J Neurooncol. 2015 Mar;122(1):179-88. doi: 10.1007/s11060-014-1701-1. Epub 2015 Jan 10.
Methylation-specific polymerase chain reaction (MSP) for the promoter methylation status of O(6)-methylguanine-DNA-methyltranferase (MGMT) gene theoretically provides a positive or negative result. However, the faint MSP product is difficult to interpret. The aim of this study was to evaluate the significance of faint MSP product in glioblastoma (GBM). Critical concentrations of methylated control DNA, i.e., 100, 1, 0.5 and 0 % were run parallel with 116 newly diagnosed GBMs in order to standardize the interpretation and to distinguish positive (+), equivocal (±), and negative (-; unmethylated) results. Cases with the faint MSP product and its intensity between those of 1 and 0.5 % DNA controls were considered equivocal (±). MGMT methylation quantifications were also determined by quantitative real-time MSP (qMSP) and pyrosequencing (PSQ), and protein expression was detected by immunohistochemistry. There were significant correlations between MSP and all the aforementioned studies. The concordance rates between the MSP+ and qMSP+ cases, as well as the MSP- and qMSP- cases were 100 %, and the MSP± cases comprised 76.5 % of qMSP+ cases and 23.5 % of qMSP- cases. PSQ study showed that heterogeneous methylation was more frequently encountered in the MSP± cases. Multivariate analyses disclosed that although the overall survival of the MSP± cases was indistinct from that of the MSP+ cases, its progression free survival was significantly worse and was indistinct from that of the MSP- cases. In conclusion, GBMs with faint MGMT MSP products should be distinguished from MSP+ cases as their behaviors were different.
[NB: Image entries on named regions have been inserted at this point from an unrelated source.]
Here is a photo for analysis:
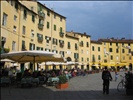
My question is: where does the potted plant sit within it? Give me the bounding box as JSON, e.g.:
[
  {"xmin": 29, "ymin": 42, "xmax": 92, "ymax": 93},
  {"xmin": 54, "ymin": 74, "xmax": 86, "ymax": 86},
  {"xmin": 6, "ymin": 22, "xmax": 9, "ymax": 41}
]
[{"xmin": 56, "ymin": 75, "xmax": 68, "ymax": 89}]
用于检测O(6)-甲基鸟嘌呤-DNA甲基转移酶(MGMT)基因启动子甲基化状态的甲基化特异性聚合酶链反应(MSP)理论上会给出阳性或阴性结果。然而,微弱的MSP产物难以解读。本研究的目的是评估胶质母细胞瘤(GBM)中微弱MSP产物的意义。将甲基化对照DNA的临界浓度,即100%、1%、0.5%和0%与116例新诊断的GBM平行检测,以规范解读并区分阳性(+)、可疑(±)和阴性(-;未甲基化)结果。微弱MSP产物及其强度介于1%和0.5%DNA对照之间的病例被视为可疑(±)。MGMT甲基化定量也通过定量实时MSP(qMSP)和焦磷酸测序(PSQ)测定,蛋白质表达通过免疫组织化学检测。MSP与上述所有研究之间存在显著相关性。MSP+与qMSP+病例以及MSP-与qMSP-病例之间的一致率为100%,MSP±病例占qMSP+病例的76.5%和qMSP-病例的23.5%。PSQ研究表明,MSP±病例中更常出现异质性甲基化。多变量分析显示,虽然MSP±病例的总生存期与MSP+病例无明显差异,但其无进展生存期明显更差,与MSP-病例无明显差异。总之,MGMT MSP产物微弱的GBM应与MSP+病例区分开来,因为它们的行为不同。